Today is November 4th. Election day here in America. The day we vote – Hooray! The day the political commercials stop – double hooray! I have mentioned my feelings on the subject in the past, so let’s skip the political commentary and get to the important stuff: cookies.
Background. Every presidential election, Family Circle magazine has hosted a cookie contest between the two potential first ladies. They hold a giant taste testing, and in all the elections but one, the husband of the first lady who won the cookie contest has also won the Electoral College. In 2000, Tipper Gore entered her recipe for gingersnaps, while Laura Bush offered up what are now known as Texas Governor’s Mansion Cowboy Cookies. To read the recipe, you’d think it was a chocolate chip oatmeal cookie with some random stuff mixed in. But oh, oh, ohhhhh, they are so much more. I was first served these at a fundraiser at a country club, no name attached. They were just extra good chocolate chip cookies. Before I knew it, I had eaten three and was back in the catering kitchen pestering the staff for more.
Could I take a couple extra home to share? –“No.”
Could I buy the dough frozen? — “No.”
Could I ask for the recipe? – “No.”
What do you call them? –“Laura Bush cookies.”
Of course. What would they be serving at a fancy Republican country club other than ol’Noxema face Laura Bush cookies. Typical!
Well. Two minutes of furious phone googling in the parking lot later, I found this recipe. And let me tell you, it is magnificent. Regardless of how you feel about Laura Bush or her husband or politics in general, this recipe is a knockout. I have made these multiple times, and they always come better than I expected. Maybe even better than I want them to. Part of me really doesn’t want to admit that Laura Bush might be a better baker than me. But you know what? I know a winner when I see it.

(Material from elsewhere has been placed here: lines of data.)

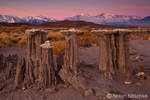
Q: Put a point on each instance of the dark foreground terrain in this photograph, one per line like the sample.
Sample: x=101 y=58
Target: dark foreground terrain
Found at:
x=101 y=86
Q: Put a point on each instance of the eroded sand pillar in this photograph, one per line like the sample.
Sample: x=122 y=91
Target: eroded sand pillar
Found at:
x=71 y=58
x=114 y=51
x=47 y=75
x=35 y=38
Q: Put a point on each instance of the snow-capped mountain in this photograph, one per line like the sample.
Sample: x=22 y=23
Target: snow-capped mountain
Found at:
x=25 y=19
x=104 y=18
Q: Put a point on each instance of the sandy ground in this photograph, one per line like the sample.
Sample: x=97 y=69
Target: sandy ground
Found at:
x=88 y=56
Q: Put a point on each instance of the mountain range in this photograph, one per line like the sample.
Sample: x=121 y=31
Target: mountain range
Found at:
x=103 y=18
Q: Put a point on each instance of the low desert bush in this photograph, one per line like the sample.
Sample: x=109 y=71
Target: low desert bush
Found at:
x=6 y=40
x=133 y=36
x=142 y=67
x=59 y=47
x=23 y=41
x=1 y=44
x=87 y=39
x=55 y=36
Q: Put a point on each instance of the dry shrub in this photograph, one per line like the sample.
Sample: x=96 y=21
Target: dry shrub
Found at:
x=134 y=36
x=87 y=40
x=142 y=67
x=59 y=47
x=6 y=40
x=55 y=36
x=1 y=44
x=22 y=42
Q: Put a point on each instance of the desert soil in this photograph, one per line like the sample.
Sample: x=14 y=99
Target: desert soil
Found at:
x=89 y=57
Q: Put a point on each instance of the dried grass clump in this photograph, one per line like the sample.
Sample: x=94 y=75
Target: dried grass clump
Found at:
x=1 y=44
x=55 y=36
x=142 y=67
x=59 y=47
x=23 y=41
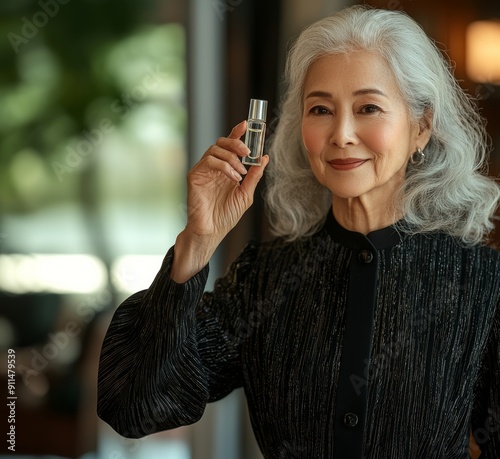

Laura Bush Cowboy Cookies Recipe
(Original, as it appeared in Family Circle, September 2000)
3 cups all-purpose flour
1 tablespoon baking powder
1 tablespoon baking soda
1 tablespoon ground cinnamon
1 teaspoon salt
1 1/2 cups (3 sticks) butter, at room temperature
1 1/2 cups granulated sugar
1 1/2 cups packed light-brown sugar
1 tablespoon vanilla extract
3 cups semisweet chocolate chips
3 cups old-fashioned rolled oats
2 cups sweetened flake coconut
2 cups chopped pecans (8 ounces)
1. Heat oven to 350 degree F.
2. Mix flour, baking powder, baking soda, cinnamon and salt in bowl.
3. In 8-quart bowl, beat butter on medium speed until smooth and creamy, 1 minute. Gradually beat in sugars to combine, 2 minutes. Add eggs, one at a time, beating after each. Beat in vanilla.
4. Stir in flour mixture until just combined. Add chocolate chips, oats, coconut and pecans.
5. For each cookie, drop 1/4 cup dough onto ungreased baking sheets, spacing 3 inches apart.
6. Bake in 350 degree F oven 17 to 20 minutes, until edges are lightly browned; rotate sheets halfway through. Remove cookies to rack to cool.
Aunt Peaches recommendations…
- You are going to need a HUGE bowl. I have a jumbo mixer, and it barely handles the wet ingredients. Don’t be ashamed if you need to resort to a bucket. Some of the best cookies come from buckets.
- Swap out the white sugar for all brown sugar. It’s just better.
- Swap one of the cups of chocolate chips for butterscotch chips and/or milk chocolate chips. Butterscotch and oatmeal combo is a winner (in fact, the only time the Family Circle taste test prediction was wrong was in 2008 when they predicted Cindy McCain a winner by way of her butterscotch oatmeal cookies. There is a lesson in that!)
- The original recipe calls for HUGE cookies. The bigger they are, the chewier the center. Which is awesome. Personally, I like a crispier oatmeal cookie, so I stick to the traditional tablespoon size cookies. Matter of taste. But the big cookies are impressive. For real. People are going to think you are a master baker. Or trying to make them fat. Or both. No judgments.
- This recipe makes a ton of cookies, but unless you own a commercial grade oven, I would not load more than two sheets at a time – it slows down cooking time and the dough dries out.
That’s it folks! A cookie recipe offered up in the spirit of bipartisanship. Chocolately, chewy, melt-in-your-mouth, bipartisanship.